As you see, this model concludes that consonants actually take significantly longer to read! But if you look at the data carefully you may not trust this conclusion: it seems to be driven by a single outlier, the word “fedora”!

a)

Adjust the model to allow each word to have its own mean reading time, that depends on the groupMean but needn’t be the same. This is called a hierachical data analysis model.


var data = [{group: "vowel", word: "abacus", id: 1, rt: 210},
            {group: "vowel", word: "abacus", id: 2, rt: 212},
            {group: "vowel", word: "abacus", id: 3, rt: 209},
            {group: "vowel", word: "aardvark", id: 1, rt: 200},
            {group: "vowel", word: "aardvark", id: 2, rt: 201},
            {group: "vowel", word: "aardvark", id: 3, rt: 198},
            {group: "vowel", word: "ellipse", id: 1, rt: 220},
            {group: "vowel", word: "ellipse", id: 2, rt: 222},
            {group: "vowel", word: "ellipse", id: 3, rt: 219},
            
            {group: "consonant", word: "proton", id: 1, rt: 190},
            {group: "consonant", word: "proton", id: 2, rt: 191},
            {group: "consonant", word: "proton", id: 3, rt: 189},
            {group: "consonant", word: "folder", id: 1, rt: 180},
            {group: "consonant", word: "folder", id: 2, rt: 182},
            {group: "consonant", word: "folder", id: 3, rt: 178},
            {group: "consonant", word: "fedora", id: 1, rt: 230},
            {group: "consonant", word: "fedora", id: 2, rt: 231},
            {group: "consonant", word: "fedora", id: 3, rt: 228},
            {group: "consonant", word: "fedora", id: 1, rt: 231},
            {group: "consonant", word: "fedora", id: 2, rt: 233},
            {group: "consonant", word: "fedora", id: 3, rt: 230},
            {group: "consonant", word: "fedora", id: 1, rt: 230},
            {group: "consonant", word: "fedora", id: 2, rt: 232},
            {group: "consonant", word: "fedora", id: 3, rt: 228}]

var post = Infer({method: "MCMC",  kernel: {HMC: {steps: 10, stepSize: 1}}, samples: 1000}, function(){
  var groupMeans = {vowel: gaussian(200, 100), consonant: gaussian(200, 100)}

  //...your code here
  
  var obsFn = function(d){
    //assume response times (rt) depend on group means with a small fixed noise:
    observe(Gaussian({mu: //..your code here , 
      sigma: 10}), d.rt)
  }
  
  mapData({data: data}, obsFn)
  
  //explore the difference in means:
  return groupMeans['vowel']-groupMeans['consonant']
})

print("vowel - consonant reading time:")
viz(post)
print(expectation(post))

What do you conclude about vowel words vs. consonant words now?

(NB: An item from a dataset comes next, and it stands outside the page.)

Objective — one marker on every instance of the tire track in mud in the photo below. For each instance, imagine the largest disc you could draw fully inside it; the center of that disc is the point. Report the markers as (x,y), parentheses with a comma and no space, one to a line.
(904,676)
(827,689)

Hint Consider how the model is sensitive to the different assumed variances (e.g. the fixed noise in the observe function we assume sigma=10). In particular, think about how this should affect how you choose a sigma for your word-level effects.

The individual word means that you have introduced are called random effects – in a BDA they are random variables (usually at the individual item or person level) that are not of interest by themselves.

b)

If you stare at the data further, you might notice that some of the participants in your experiment read slightly faster overall. Extend your model to include an additional random effect of participant id, that is, an unknown (and not of interest) influence on reading time of the particular person. Does this make your conclusion different? Stronger or weaker?